Re: Deleuze and Guatarri Study: the Anti-Oedipus:

Post by d63 »

“For now what is important is that the body-without-organs represents for schizoanalysis not just the locus of repression but the potential for freedom. It can be compared to a kind of tabula rasa, freeing the organism from the purely mechanical repetition of instinctual determination as well as the fixations of neurosis - provided we understand that such a tabula rasa does not exist from the start, but rather gets produced in the course of psychic development by the transformation of energies of connection into energies of recording.” -Holland, Eugene W.. Deleuze and Guattari's Anti-Oedipus: Introduction to Schizoanalysis (p. 31). Taylor and Francis. Kindle Edition.

The main thing to understand here is that we don’t start with a Body without Organs. It is, rather, the collective effect of recordings that occur during the disjunctive phase in which oppositions begin to form: white/black, capitalism/socialism, gay/straight, whatever false dichotomy you can think of. This is why we naturally tend to organize our understanding of the world in terms of comparison. It’s why, for instance, we know what a brook is by comparing it to a river, a house compared to a mansion.

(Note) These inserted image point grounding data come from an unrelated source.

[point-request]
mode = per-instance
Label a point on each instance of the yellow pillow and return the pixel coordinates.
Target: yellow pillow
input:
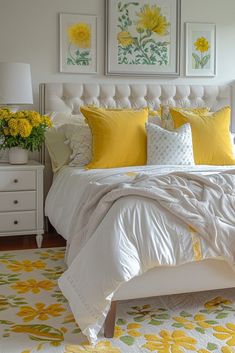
(211, 136)
(118, 137)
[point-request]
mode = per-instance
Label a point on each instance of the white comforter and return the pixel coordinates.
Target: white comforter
(131, 229)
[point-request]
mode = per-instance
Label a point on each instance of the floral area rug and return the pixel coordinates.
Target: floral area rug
(35, 317)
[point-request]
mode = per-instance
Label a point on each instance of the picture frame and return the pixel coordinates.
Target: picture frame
(200, 49)
(78, 43)
(137, 43)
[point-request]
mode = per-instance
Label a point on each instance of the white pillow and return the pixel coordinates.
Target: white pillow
(60, 118)
(55, 138)
(166, 147)
(80, 142)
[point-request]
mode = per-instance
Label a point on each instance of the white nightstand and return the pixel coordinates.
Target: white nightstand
(21, 200)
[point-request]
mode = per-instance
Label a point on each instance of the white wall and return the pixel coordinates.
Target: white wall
(29, 32)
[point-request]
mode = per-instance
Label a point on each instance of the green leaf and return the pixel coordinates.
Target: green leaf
(200, 329)
(155, 322)
(221, 316)
(139, 318)
(127, 340)
(212, 346)
(121, 322)
(211, 322)
(162, 316)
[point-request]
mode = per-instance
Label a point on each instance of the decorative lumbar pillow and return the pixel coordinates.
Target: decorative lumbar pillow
(211, 135)
(118, 137)
(80, 142)
(166, 117)
(169, 147)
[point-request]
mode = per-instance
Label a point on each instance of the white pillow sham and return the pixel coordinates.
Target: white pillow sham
(55, 138)
(80, 141)
(169, 147)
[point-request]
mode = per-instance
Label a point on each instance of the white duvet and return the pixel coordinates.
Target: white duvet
(118, 231)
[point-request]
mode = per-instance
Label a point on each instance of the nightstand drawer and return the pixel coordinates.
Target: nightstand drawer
(16, 221)
(11, 180)
(17, 201)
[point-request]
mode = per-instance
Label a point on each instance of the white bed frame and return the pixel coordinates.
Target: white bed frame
(68, 97)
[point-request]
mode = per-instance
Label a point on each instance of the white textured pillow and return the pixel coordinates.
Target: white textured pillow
(169, 147)
(59, 118)
(80, 142)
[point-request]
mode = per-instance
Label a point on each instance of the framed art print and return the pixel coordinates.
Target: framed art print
(78, 43)
(142, 37)
(200, 49)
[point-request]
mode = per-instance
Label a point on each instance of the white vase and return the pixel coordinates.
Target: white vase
(18, 155)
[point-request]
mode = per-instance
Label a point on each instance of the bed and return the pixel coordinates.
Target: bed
(201, 275)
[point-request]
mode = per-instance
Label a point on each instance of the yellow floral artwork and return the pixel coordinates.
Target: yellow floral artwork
(200, 49)
(143, 40)
(35, 317)
(77, 43)
(142, 37)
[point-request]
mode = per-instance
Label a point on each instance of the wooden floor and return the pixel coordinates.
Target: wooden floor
(50, 240)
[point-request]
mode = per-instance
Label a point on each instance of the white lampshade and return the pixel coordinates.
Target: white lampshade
(15, 83)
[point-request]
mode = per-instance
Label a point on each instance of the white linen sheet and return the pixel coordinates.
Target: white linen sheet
(135, 234)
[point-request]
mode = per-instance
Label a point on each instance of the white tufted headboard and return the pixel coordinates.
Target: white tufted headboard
(68, 97)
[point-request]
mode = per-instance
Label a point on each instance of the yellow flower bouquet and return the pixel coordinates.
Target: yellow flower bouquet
(24, 129)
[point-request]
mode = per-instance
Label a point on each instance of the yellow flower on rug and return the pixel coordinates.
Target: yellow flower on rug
(197, 320)
(31, 285)
(35, 317)
(227, 350)
(26, 265)
(216, 302)
(170, 342)
(102, 346)
(129, 330)
(226, 333)
(41, 312)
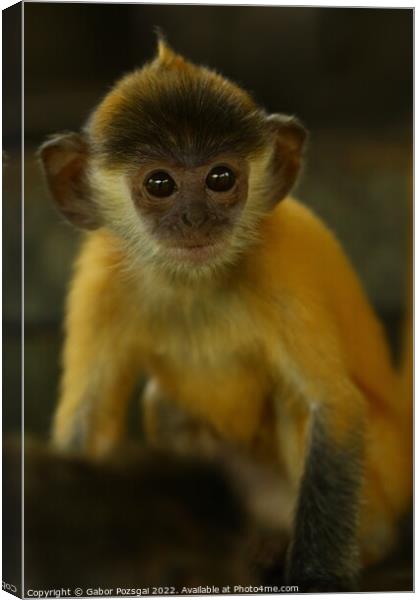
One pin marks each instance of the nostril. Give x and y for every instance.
(194, 217)
(186, 220)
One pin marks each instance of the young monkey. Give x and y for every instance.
(237, 303)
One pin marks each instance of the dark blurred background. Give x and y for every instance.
(346, 73)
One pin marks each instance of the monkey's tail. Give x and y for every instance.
(406, 361)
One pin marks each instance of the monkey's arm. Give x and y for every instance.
(99, 369)
(323, 555)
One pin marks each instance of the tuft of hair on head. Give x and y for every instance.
(166, 56)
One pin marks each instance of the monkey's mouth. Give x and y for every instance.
(196, 252)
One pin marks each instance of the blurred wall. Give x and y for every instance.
(347, 73)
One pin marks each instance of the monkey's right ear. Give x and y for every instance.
(289, 143)
(64, 158)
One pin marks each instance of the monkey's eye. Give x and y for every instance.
(220, 179)
(160, 184)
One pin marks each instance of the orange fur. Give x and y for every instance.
(288, 325)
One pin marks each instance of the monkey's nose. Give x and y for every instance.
(193, 217)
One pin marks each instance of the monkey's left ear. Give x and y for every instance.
(65, 162)
(289, 138)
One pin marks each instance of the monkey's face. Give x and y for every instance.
(177, 161)
(191, 212)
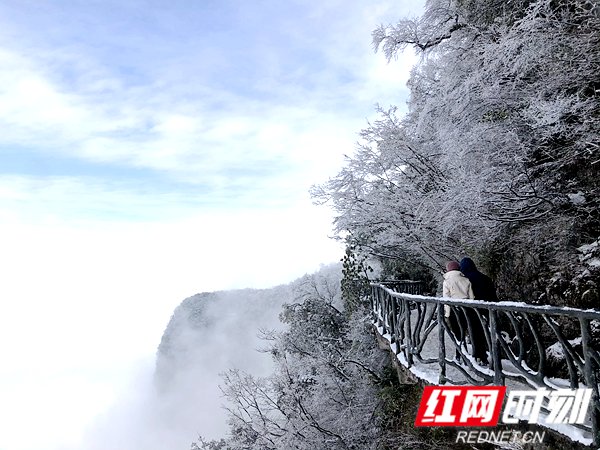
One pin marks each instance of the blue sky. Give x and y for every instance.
(150, 150)
(220, 102)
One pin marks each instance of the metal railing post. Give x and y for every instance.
(495, 349)
(590, 377)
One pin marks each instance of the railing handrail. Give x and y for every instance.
(516, 332)
(499, 305)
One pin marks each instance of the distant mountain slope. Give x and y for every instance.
(217, 329)
(212, 332)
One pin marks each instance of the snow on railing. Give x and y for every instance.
(542, 346)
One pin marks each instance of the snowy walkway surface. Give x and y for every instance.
(426, 367)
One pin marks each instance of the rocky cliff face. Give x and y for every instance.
(213, 331)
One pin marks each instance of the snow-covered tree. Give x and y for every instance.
(499, 154)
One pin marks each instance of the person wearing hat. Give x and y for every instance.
(456, 285)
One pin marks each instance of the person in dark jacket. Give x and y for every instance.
(483, 289)
(483, 286)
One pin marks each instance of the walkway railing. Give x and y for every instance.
(542, 346)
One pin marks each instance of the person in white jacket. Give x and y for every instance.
(456, 285)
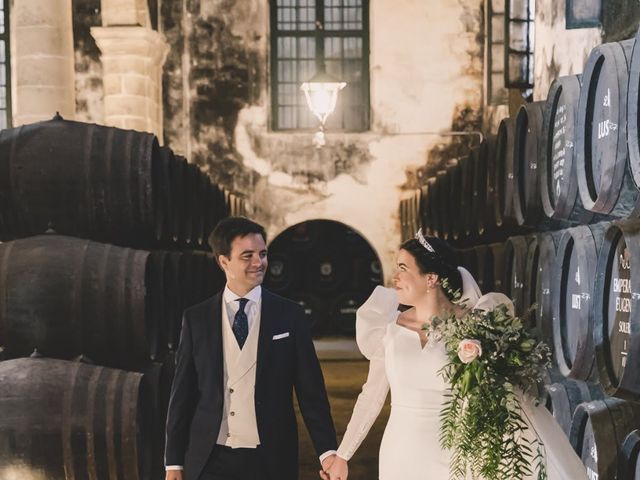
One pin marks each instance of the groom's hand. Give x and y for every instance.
(339, 469)
(326, 465)
(173, 475)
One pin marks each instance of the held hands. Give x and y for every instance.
(334, 468)
(173, 475)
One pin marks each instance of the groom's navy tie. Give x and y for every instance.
(241, 323)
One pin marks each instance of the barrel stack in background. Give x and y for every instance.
(103, 244)
(555, 226)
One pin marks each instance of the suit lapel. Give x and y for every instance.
(213, 322)
(267, 318)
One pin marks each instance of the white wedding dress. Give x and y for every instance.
(410, 448)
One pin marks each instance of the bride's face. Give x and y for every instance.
(408, 281)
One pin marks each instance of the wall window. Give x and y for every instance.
(519, 37)
(583, 13)
(308, 35)
(5, 72)
(496, 93)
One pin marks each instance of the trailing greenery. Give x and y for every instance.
(481, 419)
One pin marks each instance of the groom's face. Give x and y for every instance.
(247, 263)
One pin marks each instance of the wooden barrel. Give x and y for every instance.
(211, 212)
(415, 202)
(327, 272)
(186, 214)
(541, 260)
(451, 218)
(577, 254)
(65, 419)
(633, 111)
(604, 181)
(497, 256)
(503, 180)
(515, 267)
(468, 259)
(616, 298)
(66, 297)
(558, 188)
(302, 237)
(157, 381)
(439, 210)
(315, 309)
(426, 207)
(204, 207)
(343, 316)
(81, 179)
(466, 199)
(480, 205)
(598, 430)
(193, 224)
(527, 203)
(628, 465)
(281, 273)
(566, 395)
(177, 172)
(196, 276)
(404, 219)
(162, 198)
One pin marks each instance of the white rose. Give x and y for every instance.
(469, 350)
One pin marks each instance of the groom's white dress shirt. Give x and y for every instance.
(239, 428)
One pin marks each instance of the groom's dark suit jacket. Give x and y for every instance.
(196, 403)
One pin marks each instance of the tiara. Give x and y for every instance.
(423, 241)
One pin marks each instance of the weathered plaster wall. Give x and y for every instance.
(89, 86)
(558, 51)
(425, 73)
(620, 19)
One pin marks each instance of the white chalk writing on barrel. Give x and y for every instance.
(559, 143)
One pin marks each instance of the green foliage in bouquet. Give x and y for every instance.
(490, 353)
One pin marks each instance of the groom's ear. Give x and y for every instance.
(223, 261)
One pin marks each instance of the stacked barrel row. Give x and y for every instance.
(585, 291)
(572, 159)
(556, 191)
(100, 321)
(105, 184)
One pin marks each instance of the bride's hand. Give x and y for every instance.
(339, 469)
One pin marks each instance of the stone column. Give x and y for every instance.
(132, 59)
(42, 56)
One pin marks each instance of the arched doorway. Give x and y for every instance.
(328, 268)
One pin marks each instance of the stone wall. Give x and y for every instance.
(559, 51)
(425, 74)
(89, 88)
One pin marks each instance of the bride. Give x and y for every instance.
(403, 360)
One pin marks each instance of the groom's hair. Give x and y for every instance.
(442, 261)
(228, 229)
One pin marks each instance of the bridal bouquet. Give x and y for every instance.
(490, 354)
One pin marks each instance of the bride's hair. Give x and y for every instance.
(442, 261)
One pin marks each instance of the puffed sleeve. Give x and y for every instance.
(372, 320)
(373, 317)
(491, 300)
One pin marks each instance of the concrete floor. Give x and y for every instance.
(344, 379)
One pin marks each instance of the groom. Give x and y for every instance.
(241, 355)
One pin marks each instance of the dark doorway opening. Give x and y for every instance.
(328, 268)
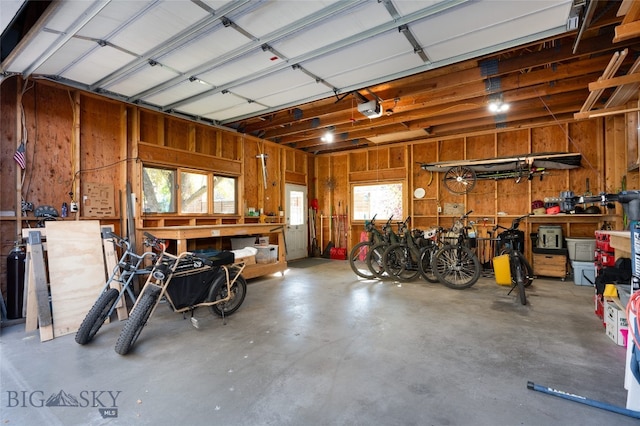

My point here, however, is to note the similarity of the BwO with what I have come to experience as a background flux of knowledge from which understanding emerges. Once I came to understand a thing, it rarely (if not never (felt like it was coming out of a void. It felt, rather, like something that was almost there, but then became articulated for me. And I can’t help but correlate it with a dialectic I came across in Arther Lupia’s Uniformed: Why People Know So Little about Politics and What We Can Do About It. It described a dialectic that started with information that accumulated into a body of knowledge that resulted in competence in a given desired task. And it is important to understand that entwined in that body of knowledge are our emotional responses to things: much as the disjunctive synthesis records pleasant experiences on the smooth surface the BwO in order to be able to repeat them.

It just seems to me that there is a connection between D&G’s BwO and that background flux of knowledge (that body of knowledge (that acts as a blank space with certain biases (certain repetitions (to all further syntheses of the unconscious.